Re: [HACKERS] Restricting maximum keep segments by repslots

From: Alvaro Herrera <alvherre(at)2ndquadrant(dot)com>
To: Kyotaro Horiguchi <horikyota(dot)ntt(at)gmail(dot)com>
Cc: jgdr(at)dalibo(dot)com, andres(at)anarazel(dot)de, michael(at)paquier(dot)xyz, sawada(dot)mshk(at)gmail(dot)com, peter(dot)eisentraut(at)2ndquadrant(dot)com, pgsql-hackers(at)lists(dot)postgresql(dot)org, thomas(dot)munro(at)enterprisedb(dot)com, sk(at)zsrv(dot)org, michael(dot)paquier(at)gmail(dot)com
Subject: Re: [HACKERS] Restricting maximum keep segments by repslots
Date: 2020-04-27 22:33:42
Message-ID: 20200427223342.GA23152@alvherre.pgsql
Views: Raw Message | Whole Thread | Download mbox | Resend email
Thread:
Lists: pgsql-hackers

On 2020-Apr-08, Kyotaro Horiguchi wrote:

> At Wed, 08 Apr 2020 09:37:10 +0900 (JST), Kyotaro Horiguchi <horikyota(dot)ntt(at)gmail(dot)com> wrote in
>
> Just avoiding starting replication when restart_lsn is invalid is
> sufficient (the attached, which is equivalent to a part of what the
> invalidated flag did). I thing that the error message needs a Hint but
> it looks on the subscriber side as:
>
> [22086] 2020-04-08 10:35:04.188 JST ERROR: could not receive data from WAL stream: ERROR: replication slot "s1" is invalidated
> HINT: The slot exceeds the limit by max_slot_wal_keep_size.
>
> I don't think it is not clean.. Perhaps the subscriber should remove
> the trailing line of the message from the publisher?
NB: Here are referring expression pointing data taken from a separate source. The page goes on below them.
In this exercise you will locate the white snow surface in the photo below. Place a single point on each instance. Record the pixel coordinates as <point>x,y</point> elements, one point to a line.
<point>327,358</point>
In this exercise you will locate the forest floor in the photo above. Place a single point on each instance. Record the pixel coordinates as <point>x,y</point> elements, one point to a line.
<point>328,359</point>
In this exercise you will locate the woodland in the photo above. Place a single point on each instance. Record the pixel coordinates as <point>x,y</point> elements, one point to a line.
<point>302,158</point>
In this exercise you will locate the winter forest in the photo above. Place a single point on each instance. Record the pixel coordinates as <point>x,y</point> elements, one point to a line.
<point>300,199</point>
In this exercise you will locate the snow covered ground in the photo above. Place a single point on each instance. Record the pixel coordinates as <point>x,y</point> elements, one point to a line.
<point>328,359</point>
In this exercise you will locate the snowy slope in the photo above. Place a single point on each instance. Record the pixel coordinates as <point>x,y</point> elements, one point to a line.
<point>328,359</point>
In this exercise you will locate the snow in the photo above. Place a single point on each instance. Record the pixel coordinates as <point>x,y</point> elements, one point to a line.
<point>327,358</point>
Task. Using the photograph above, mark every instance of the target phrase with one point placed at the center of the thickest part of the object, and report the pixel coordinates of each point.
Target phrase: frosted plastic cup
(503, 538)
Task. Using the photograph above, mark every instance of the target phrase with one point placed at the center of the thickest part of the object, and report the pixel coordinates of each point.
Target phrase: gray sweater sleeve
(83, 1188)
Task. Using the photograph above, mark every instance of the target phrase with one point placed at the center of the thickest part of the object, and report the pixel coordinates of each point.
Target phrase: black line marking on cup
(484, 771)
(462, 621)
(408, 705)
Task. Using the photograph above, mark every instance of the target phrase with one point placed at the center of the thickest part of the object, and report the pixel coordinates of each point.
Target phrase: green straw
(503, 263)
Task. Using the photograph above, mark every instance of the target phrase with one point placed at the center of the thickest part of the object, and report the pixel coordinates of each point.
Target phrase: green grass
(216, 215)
Thanks for the fix! I propose two changes:

1. reword the error like this:

ERROR: replication slot "regression_slot3" cannot be advanced
DETAIL: This slot has never previously reserved WAL, or has been invalidated

2. use the same error in one other place, to wit
pg_logical_slot_get_changes() and pg_replication_slot_advance(). I
made the DETAIL part the same in all places, but the ERROR line is
adjusted to what each callsite is doing.
I do think that this change in test_decoding is a bit unpleasant:

-ERROR: cannot use physical replication slot for logical decoding
+ERROR: cannot get changes from replication slot "repl"

The test is
-- check that we're detecting a streaming rep slot used for logical decoding
SELECT 'init' FROM pg_create_physical_replication_slot('repl');
SELECT data FROM pg_logical_slot_get_changes('repl', NULL, NULL, 'include-xids', '0', 'skip-empty-xacts', '1');

> > On the other hand, physical replication doesn't break by invlidation.
> > [...]
>
> If we don't mind that standby can reconnect after a walsender
> termination due to the invalidation, we don't need to do something for
> this. Restricting max_slot_wal_keep_size to be larger than a certain
> threshold would reduce the chance we see that behavior.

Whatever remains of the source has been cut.